Mereka sudah mencapai pagar. Monark membuka pintu, menyilakannya masuk halaman. Kirana menoleh. Ditumpahkannya semua isi hatinya.
"Aku muak dengan standard yang diciptakan oleh ego kaum lelaki. Bila seorang wanita pernah lancung sekali, untuk selamanya tak akan ada laki laki yang mau padanya, bukan? Dia harus lancung terus seumur hidup, dianggap tak berharga dan tak akan bisa menjadi baik lagi. Tapi bila laki laki yang lancung - oh tak ada istilah itu bagi lelaki!! - bila pria yang berbuat hal yang sama, tidak ada yang akan menunjuk dan menuduh. Laki laki itu sendiri tak akan merasa punya salah kan?" Kirana menatap tajam berapi api. Monark terpana mendengarnya. "Kirana....."
"Aku belum selesai," bentak Kirana mendadak garang. "Hubunganku dengan Bara mau kau jadikan masalah terus. Padahal tidak jelas. Tapi perbuatanmu sendiri yang begitu gamblang, tidak mau kau sebut. Kau tidak merasa perlu minta maaf untuk itu, kan? Kau tidak merasa tidak setia padaku, kan? Kau hanya minta maaf untuk foto itu, bukan untuk tindakanmu."
"Kirana," kata Monark menggaruk kepalanya yang tidak gatal. "Maaf, maaf banget. Pikiran lelaki memang berbeda sekali jalannya dengan perempuan. Sudah tentu aku sangat menyesal telah melakukannya. Akupun sangat ingin minta maaf untuk itu. Aku akui, kaumku memang terlalu berat sebelah, membuat peraturan yang menyenangkan hati sendiri. Tapi percayalah aku, hal seperti itu tak akan terulang lagi. Aku takkan pernah lagi mengkhianati kau, Na. Sekarang ataupun nanti. Janganlah mengambil keputusan dalam keadaan marah. Pikirkanlah dulu permintaanku. Bila kepalamu sudah mendingin, beritahu aku jawaban yang manis. Sekarang kau sedang marah........" Monark mencoba tersenyum. Berharap mampu menaklukkan hati Kirana. Tapi gadis itu malah mendelik
"Aku tidak sedang marah, Monark," katanya pelan, menggeleng. "Aku akan menjawabmu sekarang saja.
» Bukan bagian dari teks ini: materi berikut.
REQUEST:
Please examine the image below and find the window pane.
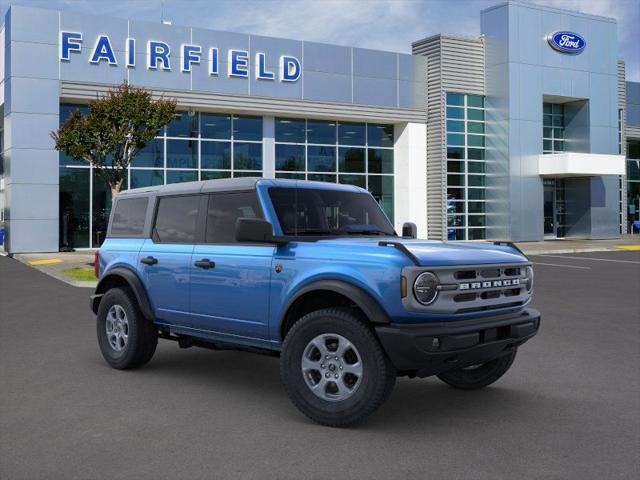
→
[59,168,91,248]
[131,138,164,168]
[276,144,304,172]
[338,175,367,188]
[307,173,336,183]
[276,172,305,180]
[307,145,336,172]
[467,95,484,108]
[447,175,464,187]
[130,169,164,188]
[167,170,198,183]
[447,107,464,119]
[467,148,484,160]
[447,147,464,159]
[367,148,393,173]
[338,147,364,173]
[367,123,393,147]
[200,141,231,170]
[200,170,231,180]
[469,228,485,240]
[338,122,366,145]
[167,112,198,138]
[447,188,464,200]
[369,175,393,222]
[233,142,262,170]
[467,135,484,147]
[467,162,485,173]
[467,122,484,133]
[447,120,464,133]
[467,108,484,122]
[205,191,262,243]
[200,113,231,140]
[167,140,198,168]
[154,195,200,243]
[233,115,262,141]
[467,188,484,200]
[276,118,305,143]
[447,92,464,105]
[307,120,336,145]
[111,197,149,235]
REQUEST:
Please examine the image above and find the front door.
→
[190,191,275,341]
[138,195,201,325]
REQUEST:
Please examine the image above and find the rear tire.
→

Aku rasa, aku tak ingin kembali padamu."
"Ke.....kenapa?" bisik Monark dengan wajah pucat. Tadinya dia sangat yakin bahwa Kirana masih mencintainya dan akan menerimanya kembali. Monark demikian yakin dengan pesonanya. Tapi jawaban Kirana membuat jantungnya seakan berhenti beberapa detik.
"Tak ada kenapa kenapa," sahut Kirana halus, menunduk. "Aku cuma merasa tak ada alasan cukup untuk kembali. Itu saja."
"Kau....kau tidak mencintaiku lagi?" desak Monark menyambar tali penyelamat terakhir. Mereka sudah tiba di depan pintu belakang yang menuju ke dapur.
"Aku sudah menjawabnya barusan, bukan?" sahut Kirana tersenyum manis, lalu membuka pintu dan masuk. Monark berdiri terpaku tanpa daya.